Un grand bruit me tire du sommeil profond dans lequel j'étais plongé. Je sens que l'on s'agite tout autour de moi; bruissements de vêtement, murmures étouffés, bruits de pas. Les rideaux sont tirés sans ménagement, inondant ainsi la pièce de lumière et me contraignant à sortir entièrement de ma torpeur. J'entrouvre les paupières pour découvrir une multitude de serviteurs en train de s'affairer d'un coin à l'autre de ma chambre. L'ambiance est visiblement survoltée. Ayline, me voyant éveillé, me sourit tendrement et pose deux plateaux repas sur le bord du lit. Elle congédie d'un geste les autres serviteurs qui ont achevé leurs préparatifs, puis passe doucement sa main dans mes cheveux, sans mot dire. Il est en effet coutume pour les servants de ne pas adresser la parole aux futurs époux avant le rite de purification. Elle me dévisage avec un regard attendri et fier, que j'imagine être celui qu'une mère adresserait à son enfant. Je lui souris en retour. L'expression qu'elle affiche maintenant est si douce que l'émotion me prend à la gorge. Je baisse les yeux. Elle s'en va. Qu'aurait dit ma mère à ce moment là? Aurait-elle été heureuse pour moi? Aurait-elle pleuré? M'aurait-elle étreint, se confondant en excuse pour ce geste estimé déplacé pour une reine?
J'aurais tellement aimé qu'elle soit là, pour me soutenir et me prodiguer ses conseils. Elle aurait été une reine et une mère formidable, j'en suis sûr...
D'un seul coup, je me remets dans la peau de celui que j'étais il n'y pas tant d'années de cela. Je repense à tous ces évènements du passé que j'avais jusqu'alors effacé de ma mémoire.

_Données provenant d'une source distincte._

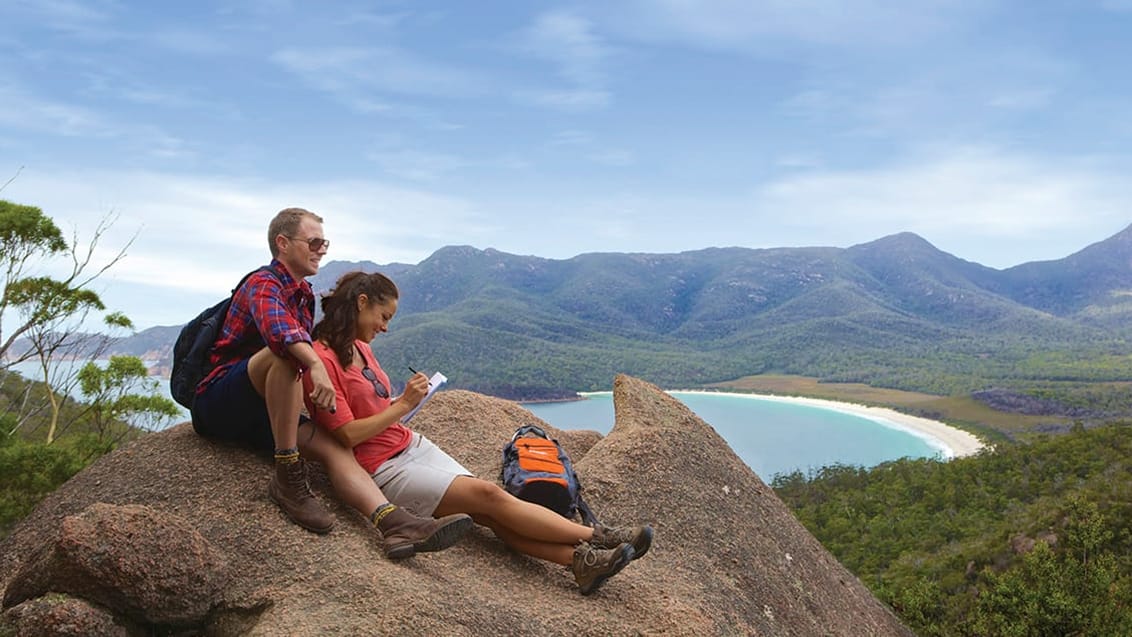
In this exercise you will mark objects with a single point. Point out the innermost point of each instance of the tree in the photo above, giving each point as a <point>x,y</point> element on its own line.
<point>26,232</point>
<point>51,311</point>
<point>123,393</point>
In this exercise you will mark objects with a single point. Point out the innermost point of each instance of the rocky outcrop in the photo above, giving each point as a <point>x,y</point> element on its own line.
<point>176,534</point>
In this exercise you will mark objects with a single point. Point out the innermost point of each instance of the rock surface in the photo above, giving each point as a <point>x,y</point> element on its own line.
<point>728,557</point>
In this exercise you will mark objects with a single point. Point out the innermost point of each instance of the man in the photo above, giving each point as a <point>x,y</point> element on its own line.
<point>254,395</point>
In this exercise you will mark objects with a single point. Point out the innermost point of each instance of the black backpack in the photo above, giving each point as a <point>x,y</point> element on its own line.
<point>537,468</point>
<point>190,352</point>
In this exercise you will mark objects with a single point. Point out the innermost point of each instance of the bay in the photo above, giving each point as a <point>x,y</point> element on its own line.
<point>771,437</point>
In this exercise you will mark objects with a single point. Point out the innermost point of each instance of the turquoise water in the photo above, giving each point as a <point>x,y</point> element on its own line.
<point>770,436</point>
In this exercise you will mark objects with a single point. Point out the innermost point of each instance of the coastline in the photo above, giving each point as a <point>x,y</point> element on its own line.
<point>952,442</point>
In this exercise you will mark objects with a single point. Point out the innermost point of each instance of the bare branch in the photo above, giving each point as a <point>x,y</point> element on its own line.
<point>19,170</point>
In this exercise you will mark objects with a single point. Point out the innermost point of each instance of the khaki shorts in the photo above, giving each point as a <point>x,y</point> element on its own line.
<point>418,478</point>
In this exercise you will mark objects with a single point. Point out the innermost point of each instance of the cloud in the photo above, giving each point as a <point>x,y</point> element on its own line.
<point>763,26</point>
<point>579,57</point>
<point>198,232</point>
<point>962,195</point>
<point>354,71</point>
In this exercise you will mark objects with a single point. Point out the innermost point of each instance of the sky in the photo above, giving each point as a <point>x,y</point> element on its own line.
<point>998,130</point>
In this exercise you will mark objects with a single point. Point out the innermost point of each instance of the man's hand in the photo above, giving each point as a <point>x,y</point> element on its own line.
<point>322,392</point>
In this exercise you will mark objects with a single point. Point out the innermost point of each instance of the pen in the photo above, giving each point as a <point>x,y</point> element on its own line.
<point>414,371</point>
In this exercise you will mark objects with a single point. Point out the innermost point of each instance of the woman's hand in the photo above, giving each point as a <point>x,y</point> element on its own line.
<point>416,388</point>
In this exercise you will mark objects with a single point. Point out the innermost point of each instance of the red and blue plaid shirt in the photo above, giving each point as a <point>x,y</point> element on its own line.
<point>268,309</point>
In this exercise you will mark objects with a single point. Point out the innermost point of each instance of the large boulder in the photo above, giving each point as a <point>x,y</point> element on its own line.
<point>728,557</point>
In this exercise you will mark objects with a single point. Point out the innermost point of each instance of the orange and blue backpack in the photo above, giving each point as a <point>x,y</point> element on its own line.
<point>537,468</point>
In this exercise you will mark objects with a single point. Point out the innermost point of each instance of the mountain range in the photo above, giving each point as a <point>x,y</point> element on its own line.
<point>895,311</point>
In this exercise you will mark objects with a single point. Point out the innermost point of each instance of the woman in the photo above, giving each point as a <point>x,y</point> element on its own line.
<point>413,472</point>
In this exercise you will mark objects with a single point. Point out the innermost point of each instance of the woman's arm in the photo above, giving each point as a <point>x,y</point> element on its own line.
<point>365,428</point>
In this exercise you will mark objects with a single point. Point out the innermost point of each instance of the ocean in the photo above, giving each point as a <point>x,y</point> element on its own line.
<point>772,437</point>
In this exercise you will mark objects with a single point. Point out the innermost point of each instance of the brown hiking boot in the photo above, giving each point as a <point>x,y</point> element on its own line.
<point>593,566</point>
<point>405,534</point>
<point>610,536</point>
<point>290,490</point>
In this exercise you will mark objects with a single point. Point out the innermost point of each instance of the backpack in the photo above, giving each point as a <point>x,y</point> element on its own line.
<point>190,351</point>
<point>537,468</point>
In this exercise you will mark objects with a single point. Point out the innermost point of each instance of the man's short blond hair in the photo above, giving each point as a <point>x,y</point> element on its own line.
<point>286,223</point>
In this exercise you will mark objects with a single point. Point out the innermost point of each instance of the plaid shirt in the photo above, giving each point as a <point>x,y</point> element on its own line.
<point>273,310</point>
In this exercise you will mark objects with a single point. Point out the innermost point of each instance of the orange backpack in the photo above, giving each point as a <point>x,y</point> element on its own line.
<point>537,468</point>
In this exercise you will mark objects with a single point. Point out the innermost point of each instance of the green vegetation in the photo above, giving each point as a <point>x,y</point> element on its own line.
<point>1026,540</point>
<point>29,471</point>
<point>45,436</point>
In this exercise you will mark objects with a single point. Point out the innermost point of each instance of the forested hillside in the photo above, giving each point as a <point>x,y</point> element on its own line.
<point>893,312</point>
<point>1025,540</point>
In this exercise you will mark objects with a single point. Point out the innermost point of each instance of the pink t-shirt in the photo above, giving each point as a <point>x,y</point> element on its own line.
<point>356,398</point>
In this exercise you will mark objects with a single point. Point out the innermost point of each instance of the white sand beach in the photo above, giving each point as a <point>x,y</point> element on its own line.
<point>951,441</point>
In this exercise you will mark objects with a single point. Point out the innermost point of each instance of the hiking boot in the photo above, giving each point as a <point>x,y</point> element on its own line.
<point>405,534</point>
<point>593,566</point>
<point>290,490</point>
<point>610,536</point>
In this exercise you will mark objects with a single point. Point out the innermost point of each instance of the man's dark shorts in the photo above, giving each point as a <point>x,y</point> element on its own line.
<point>231,410</point>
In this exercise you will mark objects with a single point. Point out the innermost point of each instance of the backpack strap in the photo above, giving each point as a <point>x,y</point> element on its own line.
<point>247,276</point>
<point>529,429</point>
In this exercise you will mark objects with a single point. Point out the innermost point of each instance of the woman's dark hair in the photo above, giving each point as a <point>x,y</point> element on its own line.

Je me revois petit garçon, me demandant pourquoi je n'avais pas de mère pour veiller sur moi.
Je revois mes longues journées d'ennuis et mes cauchemars d'enfant, mes nuits de terreur, mes cris de détresse et personne pour venir me bercer.
Je me revois hésiter, tremblant, ne sachant pas vers qui me tourner pour obtenir des réponses à mes questions enfantines, ni vers qui chercher du réconfort et de la tendresse.

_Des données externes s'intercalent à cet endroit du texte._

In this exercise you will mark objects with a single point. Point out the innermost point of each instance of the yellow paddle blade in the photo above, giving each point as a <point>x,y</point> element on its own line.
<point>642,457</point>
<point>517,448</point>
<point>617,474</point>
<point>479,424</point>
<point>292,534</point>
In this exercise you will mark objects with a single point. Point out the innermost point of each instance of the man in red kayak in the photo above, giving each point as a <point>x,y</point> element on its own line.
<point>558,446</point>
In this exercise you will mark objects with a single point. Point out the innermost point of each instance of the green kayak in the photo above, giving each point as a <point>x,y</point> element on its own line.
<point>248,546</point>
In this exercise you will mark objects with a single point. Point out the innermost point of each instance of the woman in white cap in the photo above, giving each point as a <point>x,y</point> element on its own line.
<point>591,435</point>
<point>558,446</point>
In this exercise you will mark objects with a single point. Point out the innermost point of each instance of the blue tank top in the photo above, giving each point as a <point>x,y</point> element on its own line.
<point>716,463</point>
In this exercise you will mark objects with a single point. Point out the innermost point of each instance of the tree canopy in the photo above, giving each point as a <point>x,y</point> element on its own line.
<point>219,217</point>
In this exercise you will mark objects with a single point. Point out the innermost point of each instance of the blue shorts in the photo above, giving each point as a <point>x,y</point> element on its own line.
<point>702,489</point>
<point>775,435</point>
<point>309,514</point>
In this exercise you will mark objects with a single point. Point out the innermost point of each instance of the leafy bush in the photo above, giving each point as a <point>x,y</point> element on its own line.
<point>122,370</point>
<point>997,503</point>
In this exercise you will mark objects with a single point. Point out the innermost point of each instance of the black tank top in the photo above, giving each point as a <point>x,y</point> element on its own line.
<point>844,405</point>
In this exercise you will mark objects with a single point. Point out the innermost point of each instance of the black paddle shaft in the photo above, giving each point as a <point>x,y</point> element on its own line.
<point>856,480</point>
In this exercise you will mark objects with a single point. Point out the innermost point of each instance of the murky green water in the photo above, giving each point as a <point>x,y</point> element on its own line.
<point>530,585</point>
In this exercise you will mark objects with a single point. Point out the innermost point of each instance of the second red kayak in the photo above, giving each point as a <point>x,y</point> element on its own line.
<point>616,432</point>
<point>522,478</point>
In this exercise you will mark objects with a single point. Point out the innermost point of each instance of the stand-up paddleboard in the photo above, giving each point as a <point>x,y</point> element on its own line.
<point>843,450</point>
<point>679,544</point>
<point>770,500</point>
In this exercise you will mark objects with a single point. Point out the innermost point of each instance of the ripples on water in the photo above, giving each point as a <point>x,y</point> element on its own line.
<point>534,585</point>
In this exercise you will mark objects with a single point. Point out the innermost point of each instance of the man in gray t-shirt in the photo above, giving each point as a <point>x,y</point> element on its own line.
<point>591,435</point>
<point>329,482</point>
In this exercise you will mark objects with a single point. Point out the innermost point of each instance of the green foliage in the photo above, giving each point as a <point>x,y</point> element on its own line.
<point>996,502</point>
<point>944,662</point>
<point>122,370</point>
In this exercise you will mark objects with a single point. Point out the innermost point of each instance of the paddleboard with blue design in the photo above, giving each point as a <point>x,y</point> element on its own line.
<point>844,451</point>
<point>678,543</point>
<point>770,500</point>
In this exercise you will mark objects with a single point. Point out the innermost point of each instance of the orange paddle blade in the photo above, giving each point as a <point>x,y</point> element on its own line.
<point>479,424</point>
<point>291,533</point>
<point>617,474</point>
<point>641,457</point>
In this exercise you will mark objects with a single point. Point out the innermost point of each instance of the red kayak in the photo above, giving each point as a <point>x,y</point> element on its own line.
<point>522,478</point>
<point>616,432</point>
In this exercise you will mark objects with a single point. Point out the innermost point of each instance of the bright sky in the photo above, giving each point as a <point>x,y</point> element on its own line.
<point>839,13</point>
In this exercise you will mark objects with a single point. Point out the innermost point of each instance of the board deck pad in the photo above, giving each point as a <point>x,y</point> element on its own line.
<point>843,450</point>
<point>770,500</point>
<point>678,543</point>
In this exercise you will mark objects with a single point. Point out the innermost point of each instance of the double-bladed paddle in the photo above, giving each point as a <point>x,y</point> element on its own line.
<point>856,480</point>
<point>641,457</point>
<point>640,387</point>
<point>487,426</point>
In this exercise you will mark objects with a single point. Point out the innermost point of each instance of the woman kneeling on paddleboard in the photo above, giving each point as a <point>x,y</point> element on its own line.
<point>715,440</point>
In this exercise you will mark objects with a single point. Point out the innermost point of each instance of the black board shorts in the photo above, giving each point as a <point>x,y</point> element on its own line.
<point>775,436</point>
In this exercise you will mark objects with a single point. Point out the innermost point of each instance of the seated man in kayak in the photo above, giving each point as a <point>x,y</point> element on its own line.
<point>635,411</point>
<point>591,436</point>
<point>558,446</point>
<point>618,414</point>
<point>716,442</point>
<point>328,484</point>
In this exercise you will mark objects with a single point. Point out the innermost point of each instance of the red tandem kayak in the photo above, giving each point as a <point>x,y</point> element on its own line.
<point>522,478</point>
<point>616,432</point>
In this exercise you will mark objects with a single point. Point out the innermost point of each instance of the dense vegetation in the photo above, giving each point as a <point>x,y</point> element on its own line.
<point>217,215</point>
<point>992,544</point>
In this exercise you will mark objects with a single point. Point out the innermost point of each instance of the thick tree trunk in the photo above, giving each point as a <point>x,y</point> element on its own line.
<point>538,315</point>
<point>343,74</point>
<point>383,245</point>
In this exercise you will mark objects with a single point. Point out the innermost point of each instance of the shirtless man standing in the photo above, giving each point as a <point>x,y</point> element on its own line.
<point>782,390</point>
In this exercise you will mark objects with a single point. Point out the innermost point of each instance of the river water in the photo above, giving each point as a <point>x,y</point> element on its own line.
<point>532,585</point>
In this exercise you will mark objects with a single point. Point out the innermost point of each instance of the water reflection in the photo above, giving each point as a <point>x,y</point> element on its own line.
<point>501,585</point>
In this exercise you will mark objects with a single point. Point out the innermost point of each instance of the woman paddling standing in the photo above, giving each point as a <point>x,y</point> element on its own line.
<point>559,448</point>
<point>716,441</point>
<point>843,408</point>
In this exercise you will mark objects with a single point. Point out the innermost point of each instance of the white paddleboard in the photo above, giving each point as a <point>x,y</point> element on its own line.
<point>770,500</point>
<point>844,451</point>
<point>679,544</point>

Je me revois observer depuis ma chambre vide, ou assis, seul, sur les banc des couloirs, ces enfants, ces princes, ces pages, qui jouaient tranquillement aux pieds de leurs mères qui filaient ou lisaient, assises dans leurs grands fauteuils pourpres devant les baies vitrées, ou ailleurs, là-bas, dans les jardins.
Leur monde à eux semblait coloré, et moi je n'étais que monochrome.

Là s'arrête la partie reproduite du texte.